MARCH has got to be the biggest month in the history of this band, and the best. The most exhilarating. The most foolhardy. The biggest adventure we'd ever had. And unless we manage to organise another one, perhaps ever will. I think we would all agree; those 8 days on the road were all we could have dreamed of. Beginning at The Magic Garden in Battersea for some much needed cash, the following night we topped up the coffers yet further at The Gladstone. Following our footsteps from the last tour, we returned to Cafe Den Hopsack in the Belgium city of Antwerp. Much needed record CD sales of 28 gave us the money we desperately needed after the guitar player realised he'd left his wallet with all band finances back in London. The following day we played The Phoenix in Arnhem and the piano player lost his voice and refused to sing. More CD sales, a quick rendezvous with music producer Stephen who found fame in our last movie, The Right Way Round, and we were away to Berlin. With a couple of days off we explored the city, got drunk and the motorhome broke down en route to Kallasch& Moabiter Barprojekt. Needless to say we made it on time and played what we considered to be our finest performance to date. It was short lived as the following night we played at The Hole which was an even better atmosphere and one we were completely in control of. Returning home with a profit, having not spent a penny was a huge achievement, but the biggest triumph was that we came to Germany on a whim, not knowing a soul, and returned with 100's of new fans. It was a huge risk to travel to a place that our music had not yet reached. And as I said before, I hope it gives other small bands the confidence to follow their dreams. You don't need an agent or big bossy manager picking and choosing your gigs. Just find a venue that suits your style and fix it up yourself. Find a bus, plan your route and go out and play for your supper; you'll come home a richer man, in more ways than one. If you thought that was enough in March think again, perhaps spurred on by the success of touring Europe, we organised a mini tour of the Isles of Scilly at the month's end. Beginning with a homecoming gig at The Ritz in Penzance, we all sailed out to the Cornish archipelago for gigs at The New Inn, then the next day at The New Inn II, and then again after getting stranded due to bad weather we hosted an impromptu open mic at The New Inn III

"APRIL comes like an idiot, babbling and stewing flowers". And in this idiotic month, we did sweet nothing. We'd earned it, March's 10 gigs had broken our record that had should since the May Day Tour of 2014. 

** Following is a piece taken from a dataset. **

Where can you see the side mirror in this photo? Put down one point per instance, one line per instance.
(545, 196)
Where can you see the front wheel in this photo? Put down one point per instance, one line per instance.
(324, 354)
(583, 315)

MAY was almost as empty, bar of course Don't Wake The Fish where we returned for the 5th year running and performed to a capacity crowd of 600. It is always a favourite of ours, one we can let our wilder side out, get dolled up and prance around a bit, drink ales on stage, that kinda thing. The month's end saw the drummer hand in his notice and call time on his 3 years with the band.

JUNE saw us tour again, The World's Smallest Tour took us to a Dorset Festival in the afternoon and Under the edge Arts the very same evening. The latter was a particularly nice affair, a little under-attended and underpaid but a very attentive audience. Louis Gulliver King had now been drafted in to plug the hole caused by the guitar player's paternity leave. His use of accordion was particularly arresting and more than made up for losing the finger picking dexterity and sweet notes of our founding member. 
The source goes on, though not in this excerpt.